CBOT wheat futures down on rains, Egyptian snub

13 May, 2004

Wheat futures at the Chicago Board of Trade closed lower on Tuesday on rains in the Plains hard red winter wheat region and an Egyptian snub of US wheat, traders said.
CBOT wheat closed 2 to 8-1/2 cents per bushel lower, with May down 8-1/2 at $3.70. July was down 6-1/4 at $3.79.
Technical support in the July contract at $3.82-1/2 was broken, driving the contract to a session low of $3.78-1/4.
Rains over the weekend should slow the decline in hard red winter wheat conditions, and additional rainfall is expected to move through the US Great Plains hard red winter wheat region this week, a private forecaster said on Tuesday.
"There will be scattered showers Wednesday and Thursday in the east and south," said Meteorlogix forecaster Joel Burgio.
Burgio said from 0.25 inch to 1.00 inch of rain is expected to cover the eastern and southern portion of the Plains, with the western Plains likely to receive only 0.25 inch or less.
The market also was hit by news that Egypt's GASC cancelled its overnight snap tender, complaining about prices.

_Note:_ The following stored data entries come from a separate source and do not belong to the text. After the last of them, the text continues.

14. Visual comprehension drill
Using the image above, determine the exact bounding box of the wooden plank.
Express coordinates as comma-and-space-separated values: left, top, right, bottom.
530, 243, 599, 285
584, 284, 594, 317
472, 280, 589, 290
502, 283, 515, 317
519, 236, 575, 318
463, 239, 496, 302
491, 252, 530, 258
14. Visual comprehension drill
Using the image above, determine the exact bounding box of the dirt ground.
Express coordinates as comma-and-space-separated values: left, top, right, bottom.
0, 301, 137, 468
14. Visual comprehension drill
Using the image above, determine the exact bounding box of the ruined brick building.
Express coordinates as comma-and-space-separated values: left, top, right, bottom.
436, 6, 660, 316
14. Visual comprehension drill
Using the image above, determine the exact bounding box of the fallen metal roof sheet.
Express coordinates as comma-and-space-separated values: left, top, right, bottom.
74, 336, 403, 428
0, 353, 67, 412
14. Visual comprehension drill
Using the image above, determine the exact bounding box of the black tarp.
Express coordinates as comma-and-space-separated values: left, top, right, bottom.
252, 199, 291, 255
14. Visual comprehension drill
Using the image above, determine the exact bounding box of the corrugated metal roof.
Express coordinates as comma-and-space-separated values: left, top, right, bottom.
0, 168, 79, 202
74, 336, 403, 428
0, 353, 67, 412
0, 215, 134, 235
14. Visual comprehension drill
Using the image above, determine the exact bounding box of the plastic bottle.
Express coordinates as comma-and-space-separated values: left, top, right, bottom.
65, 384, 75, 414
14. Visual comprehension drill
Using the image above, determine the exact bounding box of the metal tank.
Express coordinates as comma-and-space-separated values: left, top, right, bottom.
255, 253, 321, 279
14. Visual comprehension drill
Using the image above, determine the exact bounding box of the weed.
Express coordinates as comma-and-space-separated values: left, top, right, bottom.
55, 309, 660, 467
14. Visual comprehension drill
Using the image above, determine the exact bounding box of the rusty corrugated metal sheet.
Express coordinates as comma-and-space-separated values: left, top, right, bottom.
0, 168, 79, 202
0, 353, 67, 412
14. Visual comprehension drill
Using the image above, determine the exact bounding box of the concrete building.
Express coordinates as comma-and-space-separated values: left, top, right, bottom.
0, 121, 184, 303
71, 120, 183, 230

Some underpinning was coming from the fact that the market has now fallen into oversold technical territory, leaving it set up for a technical rebound. The nine-day relative strength index for July closed Monday at 30. Chartists view an RSI of 30 or less as an oversold market.
A decline in condition ratings for the US winter wheat crop failed to give the market a lift. USDA late Monday said 45 percent of the crop was good to excellent, down from 48 percent a week ago.
And the resurgent dollar on the outlook for higher US interest rates was seen limiting attempts to rally grain futures, since the dollar's strength dampens importer demand.
Position-squaring was noted ahead of Wednesday's USDA May supply/demand reports. The USDA Wednesday will give its first estimate for this year's US winter wheat production. An average of analysts' estimates pegged this year's winter crop at 910 million bushels, below last year's production of 1.063 billion. The analysts pegged old-crop (2003/04) US wheat carryout at 528 million bushels and forecast new-crop (2004/05) carryout at 519 million.
Deliveries on the May contract remained light at only 15 lots on Tuesday, and a Tenco customer stopped all of the wheat.
Futures volume was on the larger side estimated at 34,136 lots. Option trade was seen at 3,464 options.